Column: Gavin Newsom is a Climate Champion. Why did he just crush community solar?

Source: Los Angeles Times |  By Sammy Roth

After months of outcry, the California Public Utilities Commission voted Thursday to approve a solar energy program that critics are sure will fail spectacularly, making it impossible for many people to access an innovative global warming solution. The 3-1 vote by Gov. Gavin Newsom’s appointees was the latest stain on the governor’s climate record — and a reminder, as Earth shatters temperature records, that it’s easier to talk about the urgency of the climate crisis than it is to act with urgency.

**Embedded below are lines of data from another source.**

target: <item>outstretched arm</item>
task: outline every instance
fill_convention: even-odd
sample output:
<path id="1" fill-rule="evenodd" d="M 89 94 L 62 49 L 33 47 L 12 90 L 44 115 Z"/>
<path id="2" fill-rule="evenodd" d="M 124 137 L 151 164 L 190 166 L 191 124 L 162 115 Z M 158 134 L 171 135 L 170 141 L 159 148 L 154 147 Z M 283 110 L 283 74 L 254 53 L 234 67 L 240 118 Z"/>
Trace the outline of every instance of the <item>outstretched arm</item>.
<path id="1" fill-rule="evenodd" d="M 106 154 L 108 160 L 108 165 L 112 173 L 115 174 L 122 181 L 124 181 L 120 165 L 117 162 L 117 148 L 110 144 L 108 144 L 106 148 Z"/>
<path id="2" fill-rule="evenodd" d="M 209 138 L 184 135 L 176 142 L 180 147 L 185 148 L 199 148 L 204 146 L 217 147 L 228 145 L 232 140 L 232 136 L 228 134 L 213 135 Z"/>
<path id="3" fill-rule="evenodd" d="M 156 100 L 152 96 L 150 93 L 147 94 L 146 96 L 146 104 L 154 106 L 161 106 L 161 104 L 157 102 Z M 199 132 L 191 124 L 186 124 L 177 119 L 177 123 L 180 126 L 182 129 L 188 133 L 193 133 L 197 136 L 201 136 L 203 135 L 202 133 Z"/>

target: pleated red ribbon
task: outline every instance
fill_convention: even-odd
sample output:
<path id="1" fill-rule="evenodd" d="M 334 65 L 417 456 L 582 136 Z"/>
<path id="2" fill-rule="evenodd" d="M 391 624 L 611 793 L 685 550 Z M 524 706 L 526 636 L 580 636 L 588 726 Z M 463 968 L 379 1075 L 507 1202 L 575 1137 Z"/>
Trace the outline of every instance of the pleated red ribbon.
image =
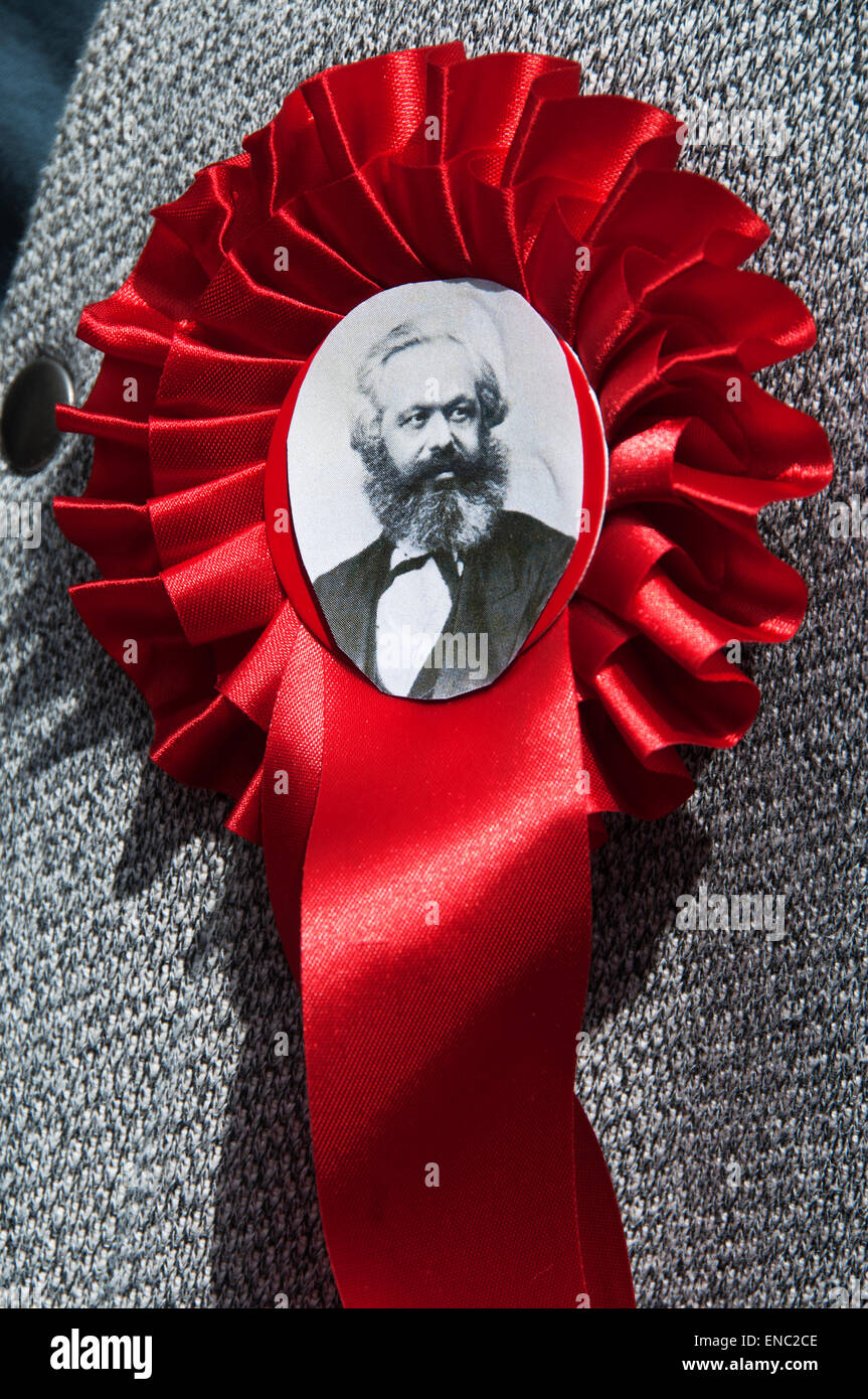
<path id="1" fill-rule="evenodd" d="M 604 811 L 686 799 L 678 744 L 746 730 L 732 642 L 784 641 L 805 606 L 756 513 L 830 477 L 818 424 L 752 379 L 809 347 L 811 316 L 739 269 L 767 228 L 672 169 L 677 129 L 538 55 L 333 69 L 158 210 L 127 283 L 82 315 L 105 360 L 57 420 L 94 434 L 94 470 L 56 515 L 103 576 L 74 602 L 145 694 L 155 761 L 226 792 L 226 824 L 264 844 L 349 1305 L 632 1304 L 572 1094 L 588 837 Z M 288 600 L 266 457 L 341 316 L 465 276 L 519 291 L 576 351 L 609 490 L 559 620 L 488 690 L 417 705 Z"/>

Matt Freedman, an attorney for TURN, said he was “bummed” to see the utilities commission “doubling down” on a bad outcome for community solar, after several weeks during which it looked like Newsom might be hammering out a compromise. Freedman told me he attended several meetings with staffers from the governor’s office, who were “very locked in” on drafting a community solar plan. Unfortunately, he said, the revised incentive program released by the commission two days before the vote included mostly minor changes — nothing that will help community solar gain much of a foothold in California, even as it plays an increasingly important role in helping other states chase their climate and renewable energy targets. The biggest change, Freedman said, involved a provision that would have rejected the incentive program pitched by community solar advocates as illegal under federal law — a bizarre claim that could have been used to undermine existing community solar programs in other states. Under pressure from bipartisan critics — including New York Gov. Kathy Hochul and Neil Chatterjee, a top energy official in the Trump administration — Newsom’s utilities commission struck that provision.